After reaching a stable baseline CoBF, the vehicle (aCSF) was superfused through the window to provide an experimental control for drug application in all animals. In rats, NMDA (group 1A; n=8) or glutamate (group 1B; n=10) (both drugs were purchased from Sigma, dissolved in aCSF) were administered topically at 10−5, 10−4, and 10−3 M concentrations for 10 minutes, interrupted by 10-minute-long drug-free periods when the surface was flushed with aCSF. To examine reproducibility, 10−4 or 10−3 M (n = 6) of NMDA was applied on the surface twice (group 2). In group 3 (n = 11), glutamate (10−3 M) was applied for 10 minutes prior to the coapplication of 10−4 and 10−3 M of NMDA. In group 4 (n = 8), the CoBF responses to AMPA (10−5 and 10−4 M, dissolved in 0.1 M of NaOH to 2 × 10−2 M and further diluted with aCSF; Acros Organics, Morris Plains, New Jersey) were characterized. In group 5 (n = 8), NMDA (10−4 and 10−3 M) was coapplied with AMPA (10−4 M) after a 10-minute incubation period with this latter agonist. In group 6 (n = 6), the brain surface was treated with 10−5 and 10−4 M of kainate (Sigma, dissolved in aCSF) for 10 minutes.

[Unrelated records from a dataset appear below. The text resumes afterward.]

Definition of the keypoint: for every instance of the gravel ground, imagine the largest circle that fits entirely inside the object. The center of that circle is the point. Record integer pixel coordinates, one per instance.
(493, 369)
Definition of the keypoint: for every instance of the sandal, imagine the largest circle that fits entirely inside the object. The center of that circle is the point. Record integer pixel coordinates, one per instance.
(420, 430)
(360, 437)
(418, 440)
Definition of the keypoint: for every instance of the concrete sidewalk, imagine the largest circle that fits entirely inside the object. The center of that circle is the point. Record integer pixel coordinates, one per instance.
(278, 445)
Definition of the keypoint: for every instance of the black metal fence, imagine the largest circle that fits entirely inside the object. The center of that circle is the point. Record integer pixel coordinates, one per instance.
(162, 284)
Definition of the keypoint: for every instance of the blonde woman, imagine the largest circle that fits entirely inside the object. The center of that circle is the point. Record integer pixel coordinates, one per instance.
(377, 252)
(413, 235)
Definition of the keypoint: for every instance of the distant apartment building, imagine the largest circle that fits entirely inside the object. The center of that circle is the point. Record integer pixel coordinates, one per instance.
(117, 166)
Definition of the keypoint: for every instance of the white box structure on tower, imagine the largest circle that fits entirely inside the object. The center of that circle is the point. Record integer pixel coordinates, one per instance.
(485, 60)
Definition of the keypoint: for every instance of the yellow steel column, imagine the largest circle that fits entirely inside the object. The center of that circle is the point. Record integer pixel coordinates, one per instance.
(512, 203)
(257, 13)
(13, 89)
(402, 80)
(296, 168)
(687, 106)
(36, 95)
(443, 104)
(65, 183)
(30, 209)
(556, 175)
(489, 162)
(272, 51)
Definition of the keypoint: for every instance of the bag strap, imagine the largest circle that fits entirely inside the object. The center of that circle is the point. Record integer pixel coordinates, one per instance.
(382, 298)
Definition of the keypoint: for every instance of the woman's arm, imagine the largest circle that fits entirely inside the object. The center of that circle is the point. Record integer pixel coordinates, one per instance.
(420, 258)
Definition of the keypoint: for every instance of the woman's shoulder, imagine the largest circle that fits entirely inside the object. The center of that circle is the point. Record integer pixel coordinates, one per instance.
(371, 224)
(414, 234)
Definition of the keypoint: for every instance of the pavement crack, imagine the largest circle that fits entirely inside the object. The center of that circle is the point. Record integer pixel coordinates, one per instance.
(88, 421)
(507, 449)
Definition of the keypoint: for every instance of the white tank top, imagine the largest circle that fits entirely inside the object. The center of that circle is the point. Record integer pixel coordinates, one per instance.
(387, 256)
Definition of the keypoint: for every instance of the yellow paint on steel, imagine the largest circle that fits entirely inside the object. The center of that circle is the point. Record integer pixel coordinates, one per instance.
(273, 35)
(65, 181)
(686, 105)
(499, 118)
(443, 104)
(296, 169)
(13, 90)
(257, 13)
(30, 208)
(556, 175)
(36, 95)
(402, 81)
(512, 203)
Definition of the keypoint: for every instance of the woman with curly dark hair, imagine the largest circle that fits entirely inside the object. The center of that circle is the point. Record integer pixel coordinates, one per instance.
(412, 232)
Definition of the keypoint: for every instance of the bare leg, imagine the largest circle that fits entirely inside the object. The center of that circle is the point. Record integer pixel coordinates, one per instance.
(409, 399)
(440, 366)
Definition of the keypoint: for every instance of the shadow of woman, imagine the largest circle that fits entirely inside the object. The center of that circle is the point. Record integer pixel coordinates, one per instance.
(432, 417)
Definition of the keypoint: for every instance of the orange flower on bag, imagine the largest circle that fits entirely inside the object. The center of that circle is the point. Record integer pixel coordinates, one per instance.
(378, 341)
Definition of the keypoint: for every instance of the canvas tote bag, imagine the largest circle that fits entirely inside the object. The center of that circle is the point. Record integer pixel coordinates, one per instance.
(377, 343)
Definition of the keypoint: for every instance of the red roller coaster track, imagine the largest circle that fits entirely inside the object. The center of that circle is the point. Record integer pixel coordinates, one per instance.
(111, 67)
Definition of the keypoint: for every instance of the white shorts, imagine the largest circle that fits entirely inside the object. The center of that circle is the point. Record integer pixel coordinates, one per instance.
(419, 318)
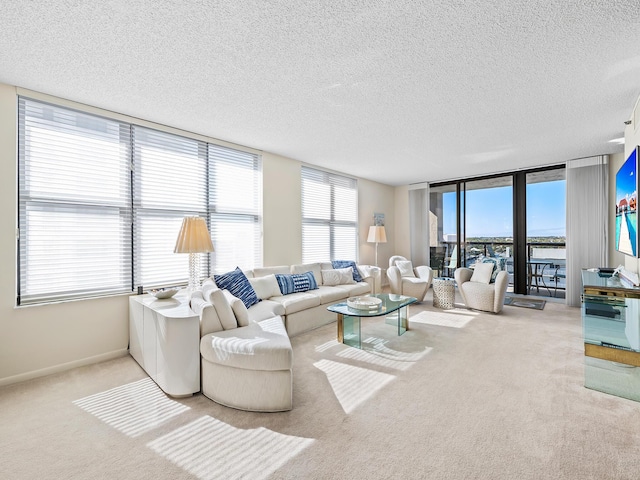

In piglets, the effects of topical NMDA (10−4 and 10−3 M, group 7A; n = 5) on CoBF were determined. The brain surface was exposed to NMDA for 10 minutes, after which this stimulus was removed with aCSF. DC potential and CoBF recording continued for an additional 20 minutes. In group 7B, CoBF responses to glutamate (10−4 and 10−3 M, n = 4) were evaluated similarly. In five animals, at least 30 minutes after the removal of the highest dose of NMDA/glutamate, we attempted to evoke CSDs by using repeated pinpricks (26-G needle, 1–2 mm in depth) as a mechanical stimulation. CoBF and DC potential were recorded in a 30-minute period following each pinprick.
CoBF, DC potential, blood pressure, and end-tidal CO2 were recorded continuously by PC-based software (IOX; EMKA Technologies, Falls Church, Virginia, USA). At the end of the experiments, the anesthetized animals were euthanized with an i.v. injection of saturated KCl solution. At this time, a biological zero for the laser-Doppler signal was determined. Data were analyzed offline.
CoBF was recorded in arbitrary perfusion units. The biological zero was subtracted from the absolute values, and CoBF data were normalized to the average flow of five minutes prior to drug application. We evaluated CoBF responses in two ways, depending upon the experimental protocol and whether a CSD occurred during the application of drugs. In situations in which a CSD was absent, we determined the maximal CoBF response occurring over a one-minute interval. In situations in which a CSD occurred, we determined the maximal increase or peak CoBF response, the latency between the beginning of drug application and peak CoBF, and integrated CoBF responses within different time intervals.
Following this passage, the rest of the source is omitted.